Basically, when a couple in Arizona gets married, they form what in the eyes of the law is a “community,” an entity which together holds property jointly and severally. At the time of a divorce, the court will divide any community property 50-50 between the spouses. On the other hand, so called “separate property” belongs to each individual spouse outright, and the other spouse ordinarily will have no claim over it. For the most part, separate property includes anything that a spouse held individually prior to the marriage or acquired after being served with paperwork for divorce or legal separation.
Any return of investment on separate property is also considered separate property, provided it does not get so intermingled with the family finances that it becomes hard to sort out.
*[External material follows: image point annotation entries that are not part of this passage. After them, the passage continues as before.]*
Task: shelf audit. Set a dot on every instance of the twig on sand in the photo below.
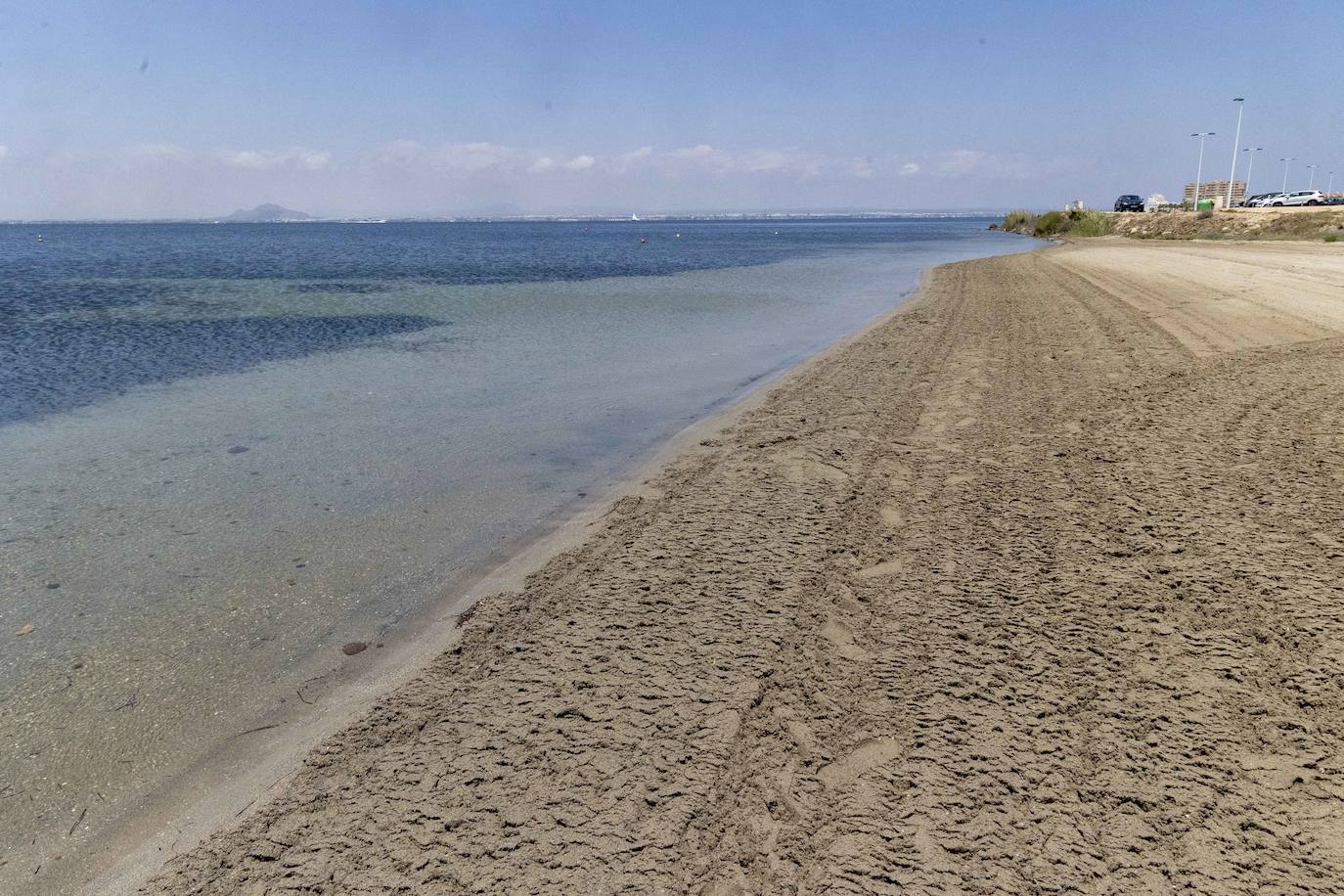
(251, 731)
(82, 813)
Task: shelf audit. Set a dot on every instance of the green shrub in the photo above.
(1091, 223)
(1052, 223)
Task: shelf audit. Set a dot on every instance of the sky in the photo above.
(191, 109)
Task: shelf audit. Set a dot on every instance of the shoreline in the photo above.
(232, 777)
(1010, 587)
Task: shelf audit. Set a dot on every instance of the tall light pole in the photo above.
(1236, 141)
(1200, 169)
(1250, 164)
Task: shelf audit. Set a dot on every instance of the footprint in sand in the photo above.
(841, 637)
(891, 515)
(890, 567)
(866, 756)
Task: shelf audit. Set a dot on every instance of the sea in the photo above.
(230, 450)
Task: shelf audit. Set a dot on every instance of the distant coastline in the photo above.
(560, 218)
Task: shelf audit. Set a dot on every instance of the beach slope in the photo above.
(1035, 587)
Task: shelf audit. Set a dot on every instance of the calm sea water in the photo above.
(226, 450)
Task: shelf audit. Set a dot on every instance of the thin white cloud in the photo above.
(158, 154)
(262, 158)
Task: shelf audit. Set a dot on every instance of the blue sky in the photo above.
(190, 109)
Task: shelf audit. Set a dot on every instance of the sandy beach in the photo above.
(1038, 586)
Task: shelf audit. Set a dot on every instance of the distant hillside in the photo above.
(266, 212)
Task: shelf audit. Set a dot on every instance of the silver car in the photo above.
(1300, 198)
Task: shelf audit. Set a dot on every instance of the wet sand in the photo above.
(1035, 587)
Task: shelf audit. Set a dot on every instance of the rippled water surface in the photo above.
(226, 450)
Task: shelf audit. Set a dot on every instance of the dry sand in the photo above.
(1035, 587)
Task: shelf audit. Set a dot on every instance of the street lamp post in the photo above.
(1285, 171)
(1236, 141)
(1200, 169)
(1250, 165)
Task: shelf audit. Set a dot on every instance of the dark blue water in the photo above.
(93, 310)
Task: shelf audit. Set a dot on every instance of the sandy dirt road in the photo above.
(1035, 589)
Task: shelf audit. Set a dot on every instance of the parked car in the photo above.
(1300, 198)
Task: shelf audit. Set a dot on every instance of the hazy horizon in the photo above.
(423, 111)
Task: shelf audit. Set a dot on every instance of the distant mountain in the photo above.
(266, 212)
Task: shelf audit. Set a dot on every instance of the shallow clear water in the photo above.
(225, 450)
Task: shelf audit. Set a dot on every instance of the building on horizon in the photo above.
(1217, 190)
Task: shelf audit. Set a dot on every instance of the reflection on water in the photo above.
(227, 450)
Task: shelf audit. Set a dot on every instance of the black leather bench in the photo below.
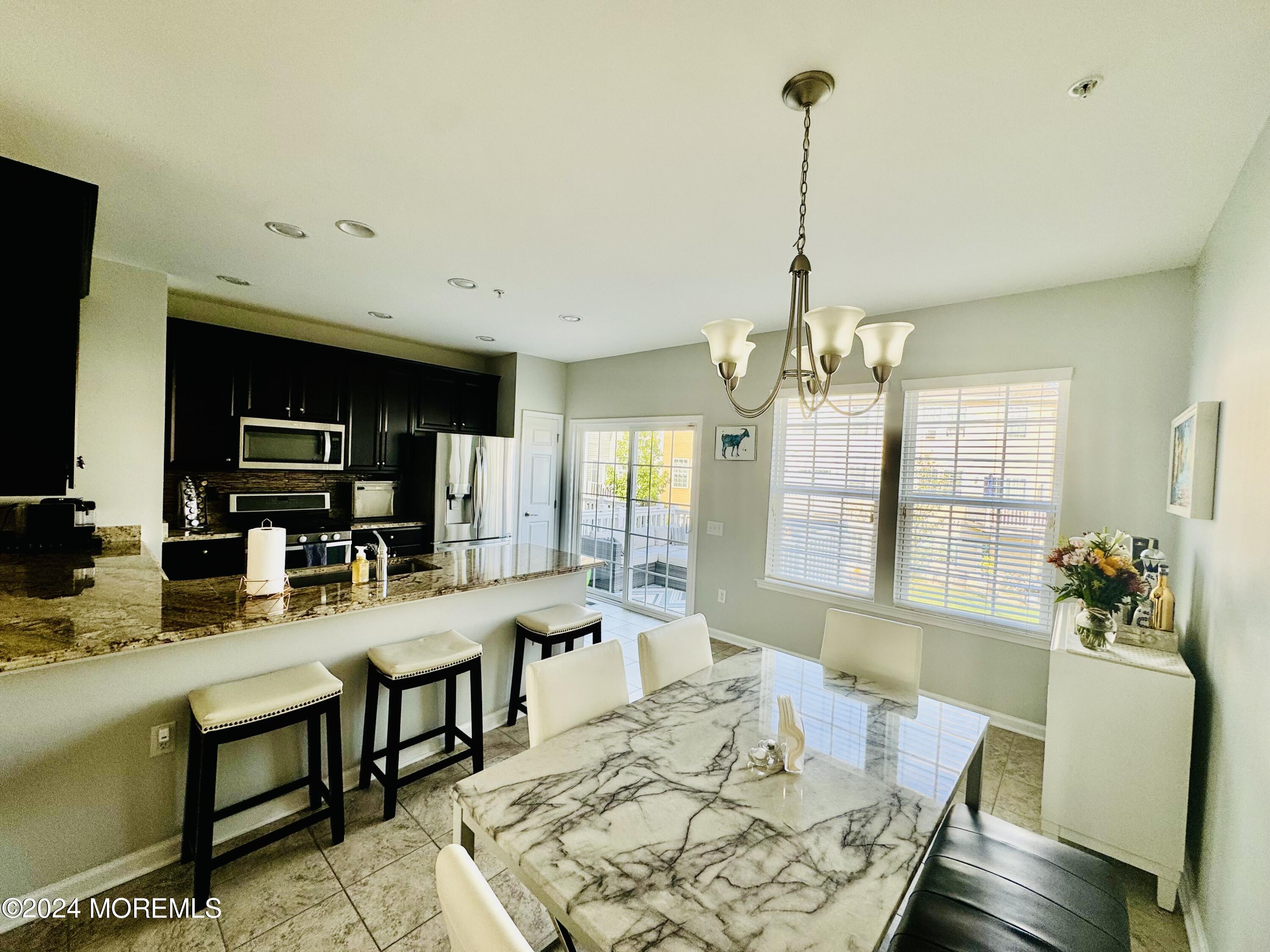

Likewise, anything a spouse acquires individually through an inheritance or a gift is also separate property, even if that individual happens to acquire it during the marriage.
The fact that Arizona is a community property state makes the division of property different than in many other states. While to some extent the process is more straightforward, it may take a lot of effort and legal know-how to protect one’s right to receive 50% of community property and, on the other hand, to keep what is rightfully separate property.